Da qui il titolo: ALITALIA TAGLIA MALPENSA
Oberata dai debiti e con perdite giornaliere indecifrabili, la compagnia di bandiera corre ai ripari tagliando le rotte ubicate a Malpensa e portandole a Fiumicino … se qualche lettore riuscirà a spiegarne i benefici ben venga, a mio parere se una compagnia è allo sbando non si salva spostando le destinazioni da un aeroporto all’altro, al massimo tira a campare qualche altro mese …
Mentre l’amministratore delegato di Alitalia, Maurizio Prato, e Mr. Spinetta, suo pari e aspirante acquirente di Air France- Klm, prendevano la decisione di disdire gli slot di Malpensa arrivava la notizia dai ministri Antonio Di Pietro (Infrastrutture) e Alessandro Bianchi (Trasporti) del via libera pari a 500 milioni per le opere di accessibilità allo scalo lombardo.
E qui ci sarebbe da fare una riflessione: da una parte il ministero del Tesoro & C. spingono per una risoluzione a breve della questione Malpensa cercando di abbreviare i tempi della cessione (e di fatto approvano il piano industriale Air France- Klm per il declassamento dell’Aeroporto), e dall’altra il ministero delle Intrastrutture e dei Trasporti concordano finanziamenti pari a MEZZO MILIARDO di EURO per il potenziamento delle infrastrutture dello stesso … un bel controsenso non trovate?

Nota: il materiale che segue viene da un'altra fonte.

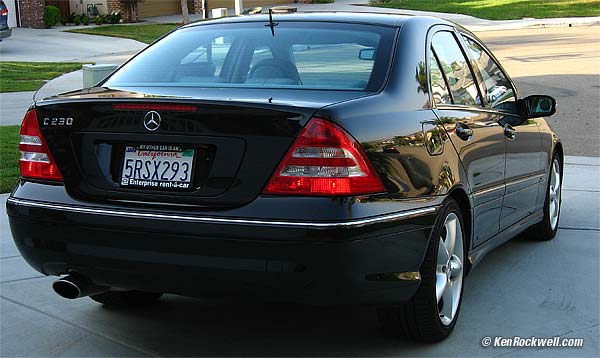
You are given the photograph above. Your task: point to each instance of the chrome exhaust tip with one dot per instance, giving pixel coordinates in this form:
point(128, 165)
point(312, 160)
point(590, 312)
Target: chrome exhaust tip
point(76, 286)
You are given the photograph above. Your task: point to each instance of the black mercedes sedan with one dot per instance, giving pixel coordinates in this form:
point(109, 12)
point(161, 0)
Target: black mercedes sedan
point(323, 158)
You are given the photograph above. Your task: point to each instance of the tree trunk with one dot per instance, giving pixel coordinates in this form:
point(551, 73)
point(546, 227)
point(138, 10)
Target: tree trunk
point(185, 12)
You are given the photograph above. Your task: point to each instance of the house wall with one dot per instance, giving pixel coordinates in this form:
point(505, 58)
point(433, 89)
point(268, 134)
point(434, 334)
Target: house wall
point(32, 13)
point(12, 12)
point(148, 8)
point(80, 6)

A me sembra che Air France, ricordiamoci bene che è la più grande compagnia aerea del mondo in termini di reddito e la terza più grande del mondo (la prima in Europa) in termini del rapporto passeggeri/chilometri, sapendo bene con chi avrebbe dovuto trattare (non è un caso che durante le trattative di cessione di KLM il governo olandese abbia ottenuto senza problemi una moratoria per l’aeroporto di Amsterdam-Schiphol), abbia scavalcato Governo & C. e vada per la propria strada senza guardare in faccia a nessuno e noi “poveri italiani” continiamo a litigare per le noccioline senza sapere che la trattativa è già chiusa da un pezzo e che non avremo più parola in capitolo.
Intanto il tacito assenso del Tesoro, principale azionista della compagnia con il 51%, ha aperto due nuovi fronti: il ricorso di AirOne al TAR per l’esclusione dalle trattative di compravendita di Alitalia e la richiesta di danni miliardaria da parte di SEA, la società di gestione aeroportuale degli scali milanesi di Linate e di Malpensa, allo stato italiano.